Нас смешит здесь глуповатость устроителей этого предвыборного «спектакля», которые переусердствовали в своём желании втереть избирателям очки, а вовсе не механичность в действиях кандидата, тем более что Диккенс изображает в этот момент не самого кандидата и его механичность, а лишь избирательного агента Паркера, который, забравшись в гущу толпы и даже не видя в этот момент кандидата, кричит так, чтоб все слышали: «Целует ребёнка!.. Целует другого!.. Целует всех!» Можно согласиться, что действия кандидата глубоко комичны по своему лицемерию, но почему они особенно комичны по своей механичности? Механичность здесь явно ни при чём.
Утверждение Я. Эльсберга, что Дон Кихоту якобы присущи черты косности, неподвижности, духовной ограниченности, — просто ошибочно. Дон Кихот вовсе не ограничен духовно. Напротив, он духовно богат; гораздо богаче тех, с кем встречается на своём пути. Его маниакальная вера в фантастический мир — всего лишь частность, болезнь, очень мало относящаяся к его человеческой сущности, к его характеру. Не заметить этого — значит упустить главное и видеть только второстепенное, бросить живое и искать мёртвое. При желании, конечно, черты косности можно усмотреть во всём. Всякую целенаправленность, устремлённость можно характеризовать как косность, ограниченность, однолинейность. Можно сказать, что Дон Кихот кажется закосневшим, застывшим не только в своей маниакальной вере в фантастический мир, но и в своей вере в добро, в человечность, в торжество правды и справедливости. Но пусть так. Допустим, что Дон Кихоту действительно присущи черты косности, ограниченности, но какое это имеет отношение к разговору о сатирической типизации, если Дон Кихот — вовсе не сатирический тип? Мы никогда не смеёмся над Дон Кихотом злым, сатирическим смехом, никогда не зачисляем его в разряд отрицательных явлений. Мы не можем поставить Дон Кихота в один ряд с Чичиковым, Плюшкиным, Тартюфом, Победоносиковым или Иудушкой Головлёвым. Весь смысл его деятельности совершенно иной.
Выдавая частности за главное, считая косностью то, что косностью не является, видя сатиру там, где её вовсе нет, и перепутав всё на свете, можно очень легко доказать, что сатирическим характерам присущи черты косности, автоматизма, механичности, животности и т. д., да вся беда в том, что таким доказательствам трудно поверить.

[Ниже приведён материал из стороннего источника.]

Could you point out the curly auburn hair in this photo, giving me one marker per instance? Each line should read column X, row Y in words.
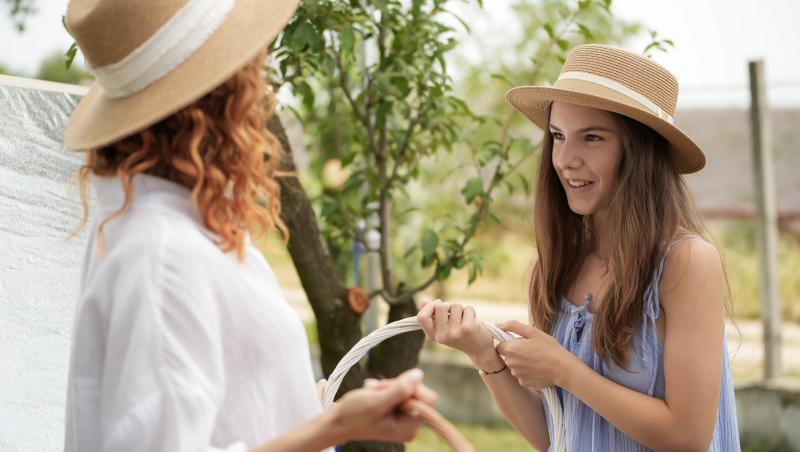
column 219, row 147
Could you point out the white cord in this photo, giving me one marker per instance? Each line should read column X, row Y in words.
column 409, row 324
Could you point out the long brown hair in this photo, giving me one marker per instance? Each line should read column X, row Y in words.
column 219, row 144
column 650, row 204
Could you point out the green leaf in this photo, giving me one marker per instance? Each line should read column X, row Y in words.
column 549, row 29
column 347, row 40
column 428, row 243
column 473, row 188
column 70, row 54
column 486, row 155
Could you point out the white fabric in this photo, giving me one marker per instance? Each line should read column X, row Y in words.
column 178, row 346
column 169, row 46
column 619, row 88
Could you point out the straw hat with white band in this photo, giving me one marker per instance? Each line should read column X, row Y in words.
column 151, row 58
column 619, row 81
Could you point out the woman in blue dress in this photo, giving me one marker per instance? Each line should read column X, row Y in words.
column 627, row 296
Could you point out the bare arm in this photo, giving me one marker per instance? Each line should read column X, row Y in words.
column 456, row 326
column 692, row 295
column 522, row 407
column 364, row 414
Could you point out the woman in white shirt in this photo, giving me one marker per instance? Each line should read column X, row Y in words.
column 183, row 340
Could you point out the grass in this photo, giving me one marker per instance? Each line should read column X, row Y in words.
column 498, row 438
column 481, row 437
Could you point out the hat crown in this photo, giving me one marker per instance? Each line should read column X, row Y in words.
column 634, row 71
column 108, row 30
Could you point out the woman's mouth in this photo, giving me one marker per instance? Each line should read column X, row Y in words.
column 578, row 185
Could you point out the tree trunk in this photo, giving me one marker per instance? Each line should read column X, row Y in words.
column 338, row 326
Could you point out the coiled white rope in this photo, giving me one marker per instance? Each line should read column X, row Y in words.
column 552, row 403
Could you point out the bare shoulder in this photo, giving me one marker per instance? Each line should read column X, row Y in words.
column 692, row 266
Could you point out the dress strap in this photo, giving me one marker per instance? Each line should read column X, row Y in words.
column 652, row 305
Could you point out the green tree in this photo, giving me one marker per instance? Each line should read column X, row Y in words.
column 19, row 10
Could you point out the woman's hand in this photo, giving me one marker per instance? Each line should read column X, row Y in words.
column 456, row 326
column 537, row 360
column 371, row 413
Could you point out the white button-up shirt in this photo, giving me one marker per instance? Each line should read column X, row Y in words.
column 178, row 346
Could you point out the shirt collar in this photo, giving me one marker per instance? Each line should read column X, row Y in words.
column 149, row 193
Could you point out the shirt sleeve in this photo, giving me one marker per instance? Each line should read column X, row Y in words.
column 163, row 376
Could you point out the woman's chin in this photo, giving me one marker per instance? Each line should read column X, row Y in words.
column 581, row 208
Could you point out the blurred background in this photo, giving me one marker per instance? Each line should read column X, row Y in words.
column 461, row 225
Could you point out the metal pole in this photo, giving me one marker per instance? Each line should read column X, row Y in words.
column 766, row 221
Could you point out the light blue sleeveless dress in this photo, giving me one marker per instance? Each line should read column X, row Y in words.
column 588, row 431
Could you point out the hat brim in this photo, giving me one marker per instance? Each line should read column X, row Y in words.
column 534, row 102
column 248, row 28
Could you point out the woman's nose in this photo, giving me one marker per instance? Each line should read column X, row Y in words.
column 564, row 156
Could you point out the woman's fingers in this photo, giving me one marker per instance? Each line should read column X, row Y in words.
column 441, row 312
column 469, row 315
column 454, row 320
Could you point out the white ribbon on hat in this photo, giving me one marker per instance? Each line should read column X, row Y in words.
column 168, row 47
column 619, row 88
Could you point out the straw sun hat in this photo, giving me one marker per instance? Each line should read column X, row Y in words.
column 619, row 81
column 151, row 58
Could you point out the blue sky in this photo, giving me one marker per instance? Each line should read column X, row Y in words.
column 714, row 40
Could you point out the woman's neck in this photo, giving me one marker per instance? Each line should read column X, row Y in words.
column 600, row 241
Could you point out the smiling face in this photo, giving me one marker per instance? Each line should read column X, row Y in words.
column 587, row 151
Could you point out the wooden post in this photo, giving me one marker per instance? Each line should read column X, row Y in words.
column 766, row 221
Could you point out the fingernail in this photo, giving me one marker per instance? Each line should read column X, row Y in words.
column 414, row 375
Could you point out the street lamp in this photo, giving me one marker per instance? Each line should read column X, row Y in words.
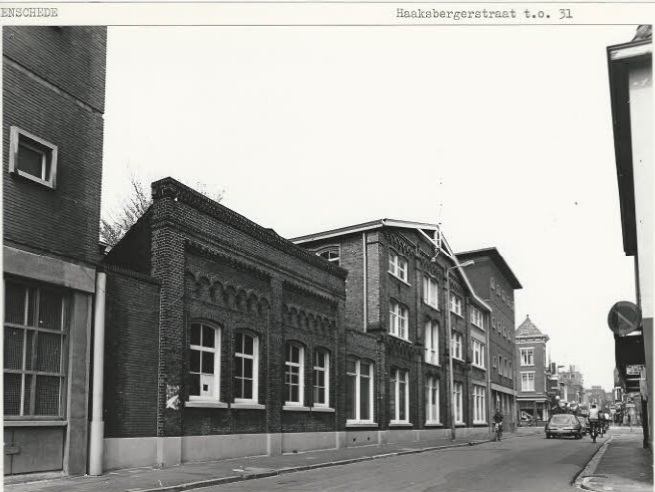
column 450, row 352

Понимая сатирическое как косное, автоматическое, механическое, то есть в том ограниченном смысле, как понимал комическое вообще Бергсон. Я. Эльсберг приходит к выводу, что сатирическая типизация заключается в том, что сатирик придаёт своим героям черты автоматичности, механичности, кукольности, вещественности. Сатирическое, однако, не сводится к автоматическому или механическому, а заключается прежде всего в определённой отрицательной направленности, которая может проявляться чрезвычайно разнообразно. Жизнь необъятна, неисчерпаема. К тому же она непрерывно меняется, и мы никогда не можем сказать, что уже всё знаем о ней. Какие-то явления жизни, даже будучи выделены в отдельную группу, например в группу сатирических явлений, всё же окажутся крайне многообразными. Мы не постигнем, не изучим этих явлений во всей их глубине, если будем изображать их по шаблону, придавая всё те же известные нам черты косности или автоматичности. Для того чтоб изобразить подлинный сатирический тип (точно так же, как и любой другой тип), его надо увидеть в жизни, а не конструировать механически, придавая те или иные, заранее известные черты.
Замечая, что сатирические образы не создаются каждый раз по одному шаблону, то есть путём придания персонажам черт автоматичности, механичности, животности и пр., Я. Эльсберг приходит к мысли, что, помимо описанной им сатирической типизации, существует и какая-то другая, по которой сатирические типы создаются уже каким-то другим путём. Так он пишет: «Заслуживают специального рассмотрения особенности сатирической типизации в произведениях несатирических. Сатирические принципы типизации в этих последних проявляются своеобразно и по большей части не так резко, прямо, заострённо, как в произведениях, принадлежащих к сатирическому роду. Своеобразие это вытекает из необходимости ввести сатирические персонажи в систему образов, созданную на основе несатирических художественных принципов, не нарушая при этом художественного единства произведения. Сатирический мир в „Истории одного города“ или в „Дневнике провинциала“ обладает полной внутренней цельностью и замкнутостью. Бородавкина или Угрюм-Бурчеева нельзя механически перенести в „Анну Каренину“, а Менандра Прелестнова — в „Братья Карамазовы“, например».